In secondo luogo: oggi ci è difficile ricomporre l’optimum dell’avventura intellettuale: il rigore creativo. La scala verso l’avvenire è il moto spirituale e drammatico della scienza. La frattura fra scienza e umanesimo è l’impedimento principale della nostra cultura. E’ una meravigliosa ingiustizia: puoi essere uno scienziato di terzo rango, ma se sei in una buona squadra il successo è assicurato. Nell’umanesimo for­se la totalità della nostra materia è dietro di noi: ogni giorno io penso a Dante, Shakespeare, Mozart, Rembrandt. Per lo scienziato il prossimo lunedì è per definizione più interessante di quello passato. Alcuni problemi della scienza sono oggi determinanti per la vita dell’uomo intero: il problema genetico, il problema del cosmo e dell’origine del tempo. La parola ego cambierà profondamente una volta deci­frata la chimica e la genetica della mente umana: allora dire ego sarà tutta un’altra cosa. La matematica era per Platone ed Aristotele, ma anche per Leibniz e Valéry, la musica del pensiero. Ha detto Leibniz: «Quando Dio cantò, cantò l’algebra», meravigliosa espressione, cantare l’algebra...
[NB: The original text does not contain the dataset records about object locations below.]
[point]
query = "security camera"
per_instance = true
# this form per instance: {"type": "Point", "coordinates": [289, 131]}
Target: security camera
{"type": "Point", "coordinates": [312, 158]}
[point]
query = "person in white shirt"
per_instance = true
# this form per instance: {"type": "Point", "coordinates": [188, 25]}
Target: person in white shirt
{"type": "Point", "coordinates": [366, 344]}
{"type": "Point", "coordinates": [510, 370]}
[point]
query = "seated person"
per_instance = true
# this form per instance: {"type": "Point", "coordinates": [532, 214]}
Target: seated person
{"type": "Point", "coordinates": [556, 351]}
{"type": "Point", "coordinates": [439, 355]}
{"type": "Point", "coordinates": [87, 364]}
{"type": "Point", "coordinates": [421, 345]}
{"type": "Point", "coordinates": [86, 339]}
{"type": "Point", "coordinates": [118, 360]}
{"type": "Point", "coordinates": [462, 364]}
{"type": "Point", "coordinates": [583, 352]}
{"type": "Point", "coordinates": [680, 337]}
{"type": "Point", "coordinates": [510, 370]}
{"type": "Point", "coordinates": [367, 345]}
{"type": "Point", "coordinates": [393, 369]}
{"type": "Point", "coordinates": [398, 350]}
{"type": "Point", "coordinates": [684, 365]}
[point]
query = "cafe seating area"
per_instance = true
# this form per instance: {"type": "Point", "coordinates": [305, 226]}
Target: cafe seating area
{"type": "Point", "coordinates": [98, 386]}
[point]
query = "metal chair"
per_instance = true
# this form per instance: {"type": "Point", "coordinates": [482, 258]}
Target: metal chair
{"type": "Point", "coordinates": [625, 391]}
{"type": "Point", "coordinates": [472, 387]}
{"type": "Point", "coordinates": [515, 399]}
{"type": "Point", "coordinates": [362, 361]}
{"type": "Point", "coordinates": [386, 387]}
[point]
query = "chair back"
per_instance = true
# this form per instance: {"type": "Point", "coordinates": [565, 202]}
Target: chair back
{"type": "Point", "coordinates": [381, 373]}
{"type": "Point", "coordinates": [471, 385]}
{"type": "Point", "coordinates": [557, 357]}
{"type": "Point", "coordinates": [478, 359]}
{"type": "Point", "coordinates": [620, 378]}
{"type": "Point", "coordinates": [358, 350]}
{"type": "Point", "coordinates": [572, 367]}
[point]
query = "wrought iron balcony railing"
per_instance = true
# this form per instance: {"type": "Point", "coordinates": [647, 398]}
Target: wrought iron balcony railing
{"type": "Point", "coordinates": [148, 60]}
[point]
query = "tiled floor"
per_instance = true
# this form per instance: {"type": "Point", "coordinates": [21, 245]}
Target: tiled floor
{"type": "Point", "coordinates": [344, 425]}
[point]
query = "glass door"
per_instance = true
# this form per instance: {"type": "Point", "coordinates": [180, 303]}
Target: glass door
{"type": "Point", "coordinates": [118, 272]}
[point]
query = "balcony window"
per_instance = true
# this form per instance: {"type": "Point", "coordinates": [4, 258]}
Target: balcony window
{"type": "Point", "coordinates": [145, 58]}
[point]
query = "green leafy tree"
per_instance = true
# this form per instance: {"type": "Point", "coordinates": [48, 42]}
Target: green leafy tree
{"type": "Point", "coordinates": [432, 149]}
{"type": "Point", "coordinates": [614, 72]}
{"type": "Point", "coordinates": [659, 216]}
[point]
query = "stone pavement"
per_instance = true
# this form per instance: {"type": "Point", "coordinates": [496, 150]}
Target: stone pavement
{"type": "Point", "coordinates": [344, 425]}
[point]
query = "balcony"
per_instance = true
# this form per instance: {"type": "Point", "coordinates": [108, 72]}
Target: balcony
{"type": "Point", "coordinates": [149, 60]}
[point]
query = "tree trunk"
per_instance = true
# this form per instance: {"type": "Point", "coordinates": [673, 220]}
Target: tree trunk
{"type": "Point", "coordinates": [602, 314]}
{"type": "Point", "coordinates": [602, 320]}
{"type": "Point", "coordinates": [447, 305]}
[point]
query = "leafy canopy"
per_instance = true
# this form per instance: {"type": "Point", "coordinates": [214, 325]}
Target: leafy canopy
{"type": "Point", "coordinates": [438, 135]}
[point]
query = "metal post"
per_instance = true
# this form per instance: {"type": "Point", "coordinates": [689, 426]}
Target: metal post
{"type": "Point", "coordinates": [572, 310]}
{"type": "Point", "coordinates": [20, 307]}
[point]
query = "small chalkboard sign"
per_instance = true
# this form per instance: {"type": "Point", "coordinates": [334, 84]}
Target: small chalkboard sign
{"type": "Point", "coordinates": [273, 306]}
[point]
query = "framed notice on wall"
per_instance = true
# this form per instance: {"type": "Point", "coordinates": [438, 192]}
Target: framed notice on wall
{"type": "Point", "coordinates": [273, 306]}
Come restaurare il dialogo tra arte e scienza? Come ritrovare una lingua communis in un mondo dove la biologia, la fisica, la genetica sono decisi­ve? Anche la possibilità di partecipare con responsabilità etica e politica al dibattito sull’eutanasia, sulla sovrappopolazione del pianeta, sulla responsabilità legale dell’individuo, dipende sempre più dai programmi di ricerca biologica e genetica; la cosmologia sta riformulando i concetti di tempo e di spazio. Il luogo comune dice che no, non si può trovare una lingua comune, che è troppo difficile la lingua della scienza. Non è vero. È difficile ben scrivere sulle scienze esatte, ma è perfettamente possibile: pensiamo alla prosa lucida del Nuncius di Galileo, pensiamo alla maestria della retorica di Darwin. Grandi scrittori, maestri della letteratura. È difficile, ma è possibile e urgente.

Permettetemi una conclusione un po’ personale. Ho condotto una vita in movimento tra le varie lingue, tra le diverse nazioni, tra le città e le università: l’esistenza di un pellegrino o, per essere malizioso, di un vagante. Porse troppo ho tentato, come dice Dante, di “fare parte per te stesso”. Due convinzioni ha dominato la mia vita intera.

La prima: se la barbarie sopraggiunge non c’è nessun luogo, anche quello più caro, che non si possa abbandonare. Quando viene la barbarie, l’importante è partire. Si prende la valigia. Oggi, in In­ghilterra, viene proposto nell’unione dei docenti universitari di boicottare Israele non pubblicando le ricerche degli studiosi israeliani, non invitandoli ai convegni. Io sono certo che Oxford e Cambridge rifiuteranno questa idiozia, ne sono assolutamente certo. Ma se per un miracolo di stupidità (esistono, i miracoli di stupidità) questa proposta fosse accettata, credetemi, dopo quarantatre anni nel mio college a Cambridge io partirei. Farei le valigie e direi arrivederci. Rimanere vorrebbe dire essere complice, essere implicato nella barbarie.

La seconda convinzione viene dall’insegnamento di un maestro del classicismo, l’imparagonabile Baal Shem: «la verità è sempre in esilio». Meravigliosa paro­la, immensamente ebraica ma anche universale. «La verità è sempre in esilio»... Appena entrato in porto, Ulisse issò nuovamente le vele per un nuovo viaggio. Povera Penelope. Ma quando io ritorno a Bologna, Alma Mater Studiorum, nobile tra le università, ho la sensazione felice e pericolosa di essere accolto nella mia casa. Grazie di tutto il cuore.